WASHINGTON (Reuters) - President Barack Obama on Wednesday revived a list of his favorite tax ideas, hoping to raise $580 billion in new revenues from the wealthy over a decade in a potential opening gambit to forge a deal with Congress to overhaul the tax code.
While certain not to move forward en masse, his 2014 budget blueprint has elements likely to spur discussion, including a proposal to tax derivatives more stringently, as lawmakers weigh a tax code revamp and face a deadline on the government’s debt limit this summer.
“These are all opening bids in any potential grand bargain, so from that perspective they are important,” said Chris Krueger, an analyst at Guggenheim Partners.
Congressional Republicans largely blasted the Democratic president’s budget proposal, highlighting the difficulty policymakers have had forging a long-term deficit-cutting plan.
Obama’s budget does not seek to raise individual tax rates as he has proposed in prior budgets. For years, he sought to raise rates on household income above $250,000.
Obama and most Republicans agreed during last year’s fiscal cliff battle to raise rates for households earning more than $450,000 a year, to 39.6 percent from 35 percent.
A senior administration official said on Wednesday the White House preferred not to “re-litigate” that fight.
Obama’s budget also proposes a new “Buffett tax,” a minimum tax rate for the wealthy, named for investor Warren Buffett, that phases in a minimum 30 percent tax rate on household income above $1 million.
The bid revives Obama’s offer last year to Republican House of Representatives Speaker John Boehner during the talks to avoid the so-called fiscal cliff of looming tax hikes.
The budget also reprised a proposal to cap tax breaks among wealthier taxpayers, starting at household income of roughly $250,000, limiting the value of deductions and loopholes in determining taxable income. A phased-in limit on deductions is now part of the tax code for more affluent taxpayers.
The new cap would apply to the same list of breaks proposed in years past, including the charitable tax break and the exemption for municipal bond interest.
Boehner last year said he could back raising new revenue through curbing deductions, though he now rules out new revenue.
One battle Obama proposed to fight again is over the estate tax, pitching to raise it to 45 percent for estates worth over $3.5 million, after a deal to cap it in January at 40 percent for estates over $5 million.
The budget also ends a tax break for “carried interest” profits earned by fund managers like those who run private equity and other investment firms, officials said.
In a bid to attract Republicans, Obama proposed changing the inflation calculation for Social Security benefits to help shore up the finances of the public pension program, which would raise revenue and curb benefits.
That proposal also would push people more quickly into higher tax categories, as their income rises faster than the brackets are adjusted.
Top tax-writers in Congress are working on a tax rewrite, but the process is fraught with disagreement over details and whether to raise new revenue in the process.
Prominent in the budget are proposals to raise hundreds of billions of dollars from U.S. multinational corporations that avert tax on income held overseas.
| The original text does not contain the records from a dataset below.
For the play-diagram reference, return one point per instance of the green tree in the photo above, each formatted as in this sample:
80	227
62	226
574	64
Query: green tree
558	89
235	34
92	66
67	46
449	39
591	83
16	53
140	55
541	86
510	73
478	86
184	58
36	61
Obama seeks to raise about $157 billion over a decade with these measures.
These include limiting the ability of corporations to defer tax on foreign income and tightening foreign tax credit rules.
Obama also sought more revenue by curbing energy tax breaks, and proposed an end to a tax advantage for corporate jets.
“It doesn’t mean the administration is not open to a deal,” said Michael Mundaca, Obama’s top tax official in the Treasury Department during his first term and now co-director of national tax at Ernst & Young. “It is just that they may not be going to negotiate through the budget.”
There were a few areas of potential agreement with Republicans. Obama pitched changing the taxation of derivatives to mark them to a market price yearly for taxation purposes, which he says will raise $19 billion over a decade.
That proposal largely mirrors one put forward by House Ways and Means Committee Chairman Dave Camp. But that idea is part of a plan to drastically cut individual tax rates, which most Democrats have not signed onto.
Another area that suggested compromise to some was Obama’s call for “revenue-neutral” business tax reform, something he had been unclear on in the past.
“If he had taken a lot of corporate expenditures and used that for deficit reduction, that would really spell doom for tax reform,” said Gabe Horwitz, director of the economic program at the Democratic centrist group Third Way.
The cuts to corporate breaks are counterbalanced by proposals to double a tax credit for small start-up companies and extend a business research and development tax credit. Obama also wants to expand a child care tax credit.
The president has backed cutting the top U.S. corporate tax rate to 28 percent from 35 percent, now the highest in the industrialized world. But most companies do not pay the top rate after taking advantage of numerous tax breaks.